Les partisans du protectionnisme agricole invoquent parfois l’argument de la sécurité de l’approvisionnement alimentaire. Dans le contexte canadien, cette sécurité pourrait être menacée si les États-Unis, de qui proviennent une grande part des importations de denrées alimentaires, étaient un jour tentés de restreindre leurs exportations, ou de les taxer pour en faire augmenter le prix, à l’occasion d’un éventuel conflit territorial ou commercial avec le Canada. Ce conflit pourrait porter, par exemple, sur la propriété des énormes gisements d’hydrocarbures découverts sous l’océan arctique. La Russie, le Canada et les États-Unis, entre autres, revendiquent désormais ces territoires.
Chacun peut évaluer la probabilité d’un tel conflit. Signalons simplement que pour l’instant, les agriculteurs américains ne demandent pas mieux que d’exporter davantage vers le Canada; et que leur gouvernement les subventionne plus qu’il ne les taxe.
Tandis que les Canadiens, aux prises avec un climat nordique, se préoccupent de sécurité alimentaire, l’administration Bush-Cheney a poursuivi sans relâche sa quête de sécurité énergétique.
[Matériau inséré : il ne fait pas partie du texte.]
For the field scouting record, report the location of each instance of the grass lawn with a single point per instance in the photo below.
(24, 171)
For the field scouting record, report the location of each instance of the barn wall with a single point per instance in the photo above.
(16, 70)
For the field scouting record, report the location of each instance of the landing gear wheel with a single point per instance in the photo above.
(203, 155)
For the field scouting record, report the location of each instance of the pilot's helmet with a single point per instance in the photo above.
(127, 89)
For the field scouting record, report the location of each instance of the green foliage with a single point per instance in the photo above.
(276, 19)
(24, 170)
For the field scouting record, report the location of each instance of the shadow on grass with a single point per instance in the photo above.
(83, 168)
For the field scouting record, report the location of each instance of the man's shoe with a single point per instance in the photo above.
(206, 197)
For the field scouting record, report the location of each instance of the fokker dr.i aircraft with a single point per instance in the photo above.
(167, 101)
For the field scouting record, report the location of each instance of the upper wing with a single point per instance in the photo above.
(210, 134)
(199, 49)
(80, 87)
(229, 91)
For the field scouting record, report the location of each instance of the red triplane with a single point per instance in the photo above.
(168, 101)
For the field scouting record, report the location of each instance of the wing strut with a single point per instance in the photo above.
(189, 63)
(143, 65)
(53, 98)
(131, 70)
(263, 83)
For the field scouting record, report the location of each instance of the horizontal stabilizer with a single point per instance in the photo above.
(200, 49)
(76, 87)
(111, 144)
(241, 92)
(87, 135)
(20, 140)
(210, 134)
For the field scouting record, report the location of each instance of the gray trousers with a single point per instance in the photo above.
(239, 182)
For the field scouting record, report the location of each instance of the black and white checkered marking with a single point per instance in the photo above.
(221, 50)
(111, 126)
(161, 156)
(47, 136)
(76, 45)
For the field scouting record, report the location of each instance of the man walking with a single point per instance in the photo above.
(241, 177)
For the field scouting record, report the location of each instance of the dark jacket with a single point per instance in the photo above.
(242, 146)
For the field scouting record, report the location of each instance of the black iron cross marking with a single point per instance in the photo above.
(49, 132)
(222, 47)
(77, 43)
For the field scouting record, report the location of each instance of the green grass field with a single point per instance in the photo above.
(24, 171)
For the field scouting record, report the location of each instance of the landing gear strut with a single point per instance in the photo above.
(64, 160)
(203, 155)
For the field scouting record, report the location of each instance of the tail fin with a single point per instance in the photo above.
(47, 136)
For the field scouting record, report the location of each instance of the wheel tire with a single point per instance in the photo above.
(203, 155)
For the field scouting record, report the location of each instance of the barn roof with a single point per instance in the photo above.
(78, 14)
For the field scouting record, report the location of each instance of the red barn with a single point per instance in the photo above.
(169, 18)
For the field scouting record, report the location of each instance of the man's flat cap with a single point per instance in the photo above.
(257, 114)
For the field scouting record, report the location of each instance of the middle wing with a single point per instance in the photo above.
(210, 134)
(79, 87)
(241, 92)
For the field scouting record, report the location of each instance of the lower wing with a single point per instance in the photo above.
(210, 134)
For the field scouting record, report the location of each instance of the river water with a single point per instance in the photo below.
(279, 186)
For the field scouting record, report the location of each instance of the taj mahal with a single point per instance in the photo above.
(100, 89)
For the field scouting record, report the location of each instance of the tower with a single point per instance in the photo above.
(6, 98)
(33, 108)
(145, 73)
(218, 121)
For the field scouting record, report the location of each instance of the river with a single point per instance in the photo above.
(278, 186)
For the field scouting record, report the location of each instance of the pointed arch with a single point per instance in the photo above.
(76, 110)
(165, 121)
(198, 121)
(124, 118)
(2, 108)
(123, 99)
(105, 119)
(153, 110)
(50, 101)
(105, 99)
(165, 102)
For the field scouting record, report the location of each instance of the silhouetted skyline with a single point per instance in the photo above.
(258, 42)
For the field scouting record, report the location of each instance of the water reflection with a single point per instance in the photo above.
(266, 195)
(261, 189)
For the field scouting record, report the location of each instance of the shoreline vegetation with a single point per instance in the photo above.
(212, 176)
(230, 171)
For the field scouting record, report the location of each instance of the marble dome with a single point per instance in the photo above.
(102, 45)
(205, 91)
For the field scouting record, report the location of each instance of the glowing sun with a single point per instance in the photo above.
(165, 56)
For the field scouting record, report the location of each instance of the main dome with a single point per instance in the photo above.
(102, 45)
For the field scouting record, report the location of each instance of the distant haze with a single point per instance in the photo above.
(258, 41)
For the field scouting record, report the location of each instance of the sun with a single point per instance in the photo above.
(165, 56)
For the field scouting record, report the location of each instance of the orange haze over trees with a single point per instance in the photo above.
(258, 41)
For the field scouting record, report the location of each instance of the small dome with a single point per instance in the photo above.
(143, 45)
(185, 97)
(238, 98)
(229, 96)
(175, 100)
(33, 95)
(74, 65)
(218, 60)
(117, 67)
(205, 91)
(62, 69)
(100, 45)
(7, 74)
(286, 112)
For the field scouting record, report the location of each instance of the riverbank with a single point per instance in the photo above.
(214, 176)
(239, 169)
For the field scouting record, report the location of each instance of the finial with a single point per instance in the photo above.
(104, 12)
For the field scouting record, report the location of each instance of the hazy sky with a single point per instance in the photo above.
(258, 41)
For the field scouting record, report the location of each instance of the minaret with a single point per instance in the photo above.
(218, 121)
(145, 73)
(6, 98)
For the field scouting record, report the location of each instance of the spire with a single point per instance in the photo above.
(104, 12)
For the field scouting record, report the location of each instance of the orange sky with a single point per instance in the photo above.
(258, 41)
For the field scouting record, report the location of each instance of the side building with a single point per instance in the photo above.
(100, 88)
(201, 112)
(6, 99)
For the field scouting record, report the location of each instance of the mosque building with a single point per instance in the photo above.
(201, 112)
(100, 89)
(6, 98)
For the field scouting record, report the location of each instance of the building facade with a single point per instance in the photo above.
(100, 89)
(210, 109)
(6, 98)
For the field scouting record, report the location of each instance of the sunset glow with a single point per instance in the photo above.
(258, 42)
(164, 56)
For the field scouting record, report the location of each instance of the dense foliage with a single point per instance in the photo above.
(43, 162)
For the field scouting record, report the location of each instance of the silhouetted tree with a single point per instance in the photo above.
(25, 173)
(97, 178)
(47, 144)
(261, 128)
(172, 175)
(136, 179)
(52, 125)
Les subventions à la production d’éthanol, les projets de séquestration de CO2 pour rendre les centrales électriques alimentées aux combustibles fossiles moins dommageables à l’environnement, la relance du nucléaire et la proposition de lever l’interdiction du forage extracôtier illustrent sa volonté de réduire la dépendance des États-Unis envers le pétrole importé.
Alors pourquoi les États-Unis n’importeraient-ils pas davantage d’électricité canadienne produite à partir de sources renouvelables ? Une vieux rêve, au Québec notamment, consisterait à accroître notre production pour alimenter le marché américain. Grâce à la capacité de stockage de nos grands réservoirs, nous avons la chance de pouvoir combiner les filières éolienne et hydraulique pour produire une énergie à un prix capable de concurrencer celle émanant des filières thermiques – en autant que son prix intègre des coûts externes comme ceux engendrés par les changements climatiques.
Plus le public américain accorde de l’importance aux émissions de CO2, plus l’électricité québécoise devient compétitive par rapport à celle produite par des centrales américaines au charbon avec séquestration de CO2. Par contre, si le courant négationniste l’emporte aux États-Unis, les producteurs canadiens d’énergies renouvelables resteront moins concurrentielles que les centrales thermiques américaines traditionnelles alimentées au charbon.
Dans un monde axé sur l’intérêt des consommateurs, le Canada pourrait répondre à une plus grande part des besoins énergétiques américains, et les États-Unis pourraient faire de même pour le Canada sur le plan alimentaire. Mais la quête d’autonomie dans chaque pays fait payer aux consommateurs canadiens des prix plus élevés pour leur denrées et pousse les américains vers des sources d’énergie plus polluantes et plus chères que l’électricité canadienne.
L’interdépendance est le plus sûr garant du maintien d’échanges avantageux pour les deux partenaires. Bien sûr, lorsque l’on négocie avec un partenaire dix fois plus grand que soi, on ne peut se placer en situation plus vulnérable que son partenaire. Toutefois, les avantages anticipés d’échanges plus importants en matière énergétique et agricole mériteraient que l’on avance prudemment dans cette direction.